I might've been more inclined to believe that if she didn't actually try to kill herself. And it's hard to draw the line between playing the victim and legitimately asking for help, but to me it really felt like she was legitimately asking for help.

This is a stupid fucking thread!

More than likely its just a chem imbalanxe with the brain she can be completey back to normal in 7 weeks or still a fucking wreck either way you should have tried to get nudes you fucking faggot

well, is she dead? no. typical attention seeking. no doubt, she needs help. professional help. key word professional. depression is a very serious illness. if she broke her leg u wouldn't try to fix it yourself, u would bring her to a doctor.
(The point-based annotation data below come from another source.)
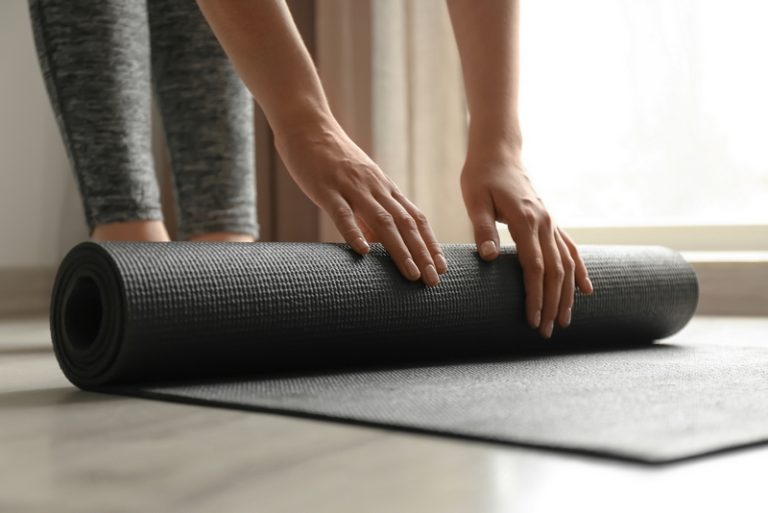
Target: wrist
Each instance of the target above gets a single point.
(494, 138)
(303, 121)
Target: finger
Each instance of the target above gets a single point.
(569, 284)
(383, 224)
(532, 262)
(482, 214)
(409, 231)
(426, 232)
(553, 280)
(344, 220)
(369, 234)
(580, 272)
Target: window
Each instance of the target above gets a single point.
(639, 114)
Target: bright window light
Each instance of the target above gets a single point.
(646, 113)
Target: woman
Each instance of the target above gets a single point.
(99, 60)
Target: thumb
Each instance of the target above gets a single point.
(482, 215)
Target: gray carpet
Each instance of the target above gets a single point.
(312, 329)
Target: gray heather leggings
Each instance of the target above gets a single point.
(100, 60)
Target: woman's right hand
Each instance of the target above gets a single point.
(363, 202)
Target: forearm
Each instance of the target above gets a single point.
(265, 47)
(487, 36)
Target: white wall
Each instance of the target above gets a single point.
(40, 212)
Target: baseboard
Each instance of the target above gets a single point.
(25, 291)
(728, 287)
(732, 286)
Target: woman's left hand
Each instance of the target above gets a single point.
(496, 187)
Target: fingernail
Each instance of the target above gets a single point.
(430, 275)
(487, 249)
(360, 245)
(411, 269)
(442, 263)
(548, 329)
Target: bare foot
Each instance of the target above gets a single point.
(222, 237)
(131, 231)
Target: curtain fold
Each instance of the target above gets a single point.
(393, 77)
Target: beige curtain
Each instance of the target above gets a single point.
(393, 77)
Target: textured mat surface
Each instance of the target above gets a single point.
(293, 327)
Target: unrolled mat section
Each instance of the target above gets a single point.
(314, 329)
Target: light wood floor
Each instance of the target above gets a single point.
(64, 450)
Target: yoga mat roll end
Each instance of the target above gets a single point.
(137, 312)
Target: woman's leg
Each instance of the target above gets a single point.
(208, 120)
(95, 61)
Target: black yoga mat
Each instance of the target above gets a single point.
(313, 329)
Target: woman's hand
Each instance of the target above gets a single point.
(364, 204)
(497, 188)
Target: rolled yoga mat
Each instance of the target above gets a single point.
(315, 330)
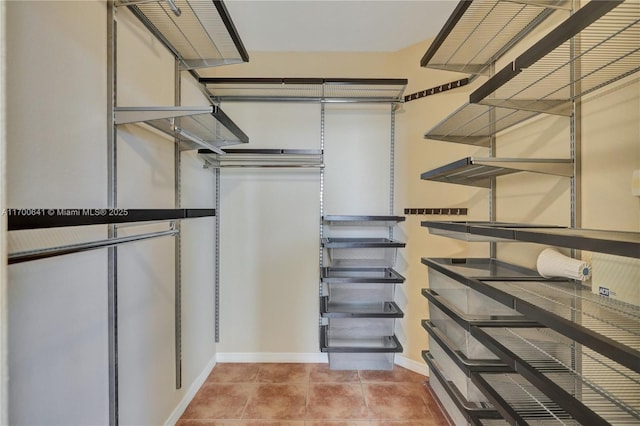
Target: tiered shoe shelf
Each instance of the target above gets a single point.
(357, 295)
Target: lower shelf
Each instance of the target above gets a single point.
(382, 344)
(360, 353)
(519, 402)
(460, 411)
(330, 309)
(593, 391)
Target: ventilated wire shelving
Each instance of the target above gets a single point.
(598, 393)
(620, 243)
(199, 33)
(382, 344)
(478, 171)
(555, 71)
(478, 32)
(473, 412)
(519, 401)
(277, 158)
(305, 89)
(607, 326)
(332, 309)
(474, 124)
(196, 127)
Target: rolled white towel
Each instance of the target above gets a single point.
(552, 263)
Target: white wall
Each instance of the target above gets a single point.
(57, 151)
(56, 133)
(4, 370)
(270, 221)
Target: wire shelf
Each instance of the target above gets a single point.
(196, 127)
(519, 401)
(332, 309)
(444, 389)
(360, 275)
(305, 89)
(594, 391)
(350, 220)
(478, 32)
(474, 124)
(383, 344)
(476, 171)
(540, 79)
(200, 33)
(607, 326)
(300, 158)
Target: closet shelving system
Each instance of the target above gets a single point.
(275, 89)
(200, 34)
(344, 306)
(580, 364)
(357, 291)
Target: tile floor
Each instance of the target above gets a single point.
(311, 395)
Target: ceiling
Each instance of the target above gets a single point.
(337, 25)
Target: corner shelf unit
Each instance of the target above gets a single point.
(199, 33)
(357, 310)
(385, 90)
(478, 32)
(478, 171)
(196, 127)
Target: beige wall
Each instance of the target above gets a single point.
(525, 197)
(68, 154)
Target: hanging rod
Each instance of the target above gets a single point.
(20, 219)
(30, 255)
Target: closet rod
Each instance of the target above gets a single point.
(30, 255)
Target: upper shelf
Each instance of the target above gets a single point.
(360, 275)
(200, 33)
(21, 219)
(298, 158)
(540, 79)
(476, 171)
(197, 127)
(478, 32)
(474, 124)
(618, 243)
(305, 89)
(348, 220)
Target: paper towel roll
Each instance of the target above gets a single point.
(551, 264)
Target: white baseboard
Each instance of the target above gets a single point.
(191, 392)
(402, 361)
(272, 357)
(409, 364)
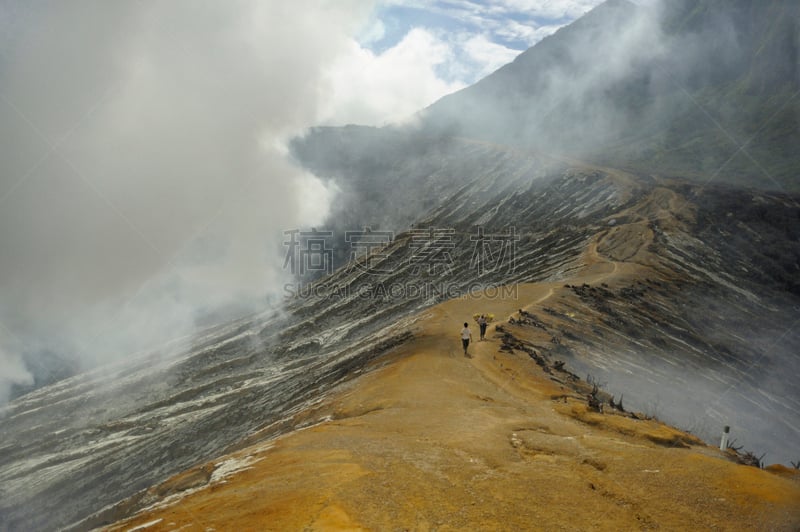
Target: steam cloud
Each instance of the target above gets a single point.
(144, 179)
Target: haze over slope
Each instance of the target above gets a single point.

You sound as fun as a blanket some homeless dude peed on

>i'm glad to hear that. if you do though, please make sure you won't change your mind halfway through.
I won't. I really care about her and I know I'd have to really commit to it.

>google for tips on how to deal with depressed people, i'm sure there is lots to find.
I will. I didn't do it before because I didn't want to get too emotionally invested before I knew what I was going to do, but now that I really think I'll help her out, I'll look for more info. Thanks for all the input, user.

>if she broke her leg u wouldn't try to fix it yourself, u would bring her to a doctor.
I did already recommend she see a therapist, and I think I have more influence over her depression than broken bones, but I get where you're coming from. This might sound dumb, but you brought up a really good point about depression being serious. I'll recommend a therapist to her more strongly next time.

Depends if i had a doctor also firat aid is a thing your example sucks and your mom dresses you funny

OP i have experience with that kind of things. but in your situation theres only one thing you can do. it may be a tough move but it might be the only right one. and this best move is to post nudes of her

youtube.com/watch?v=-Qe8cR4Jl10
youtube.com/watch?v=mbbMLOZjUYI

youtube.com/watch?v=rni41c9iq54

Bookmarking these. Thanks user.

Seems the thread is destined to die now. That's alright with me, I've some had good discussion.

I've made the decision to help her out. I think I'll wait out the remaining 5 weeks, and then tell her I'm committed to helping her get through this.

Thanks for the input, guys. Live a good life and be happy. Night.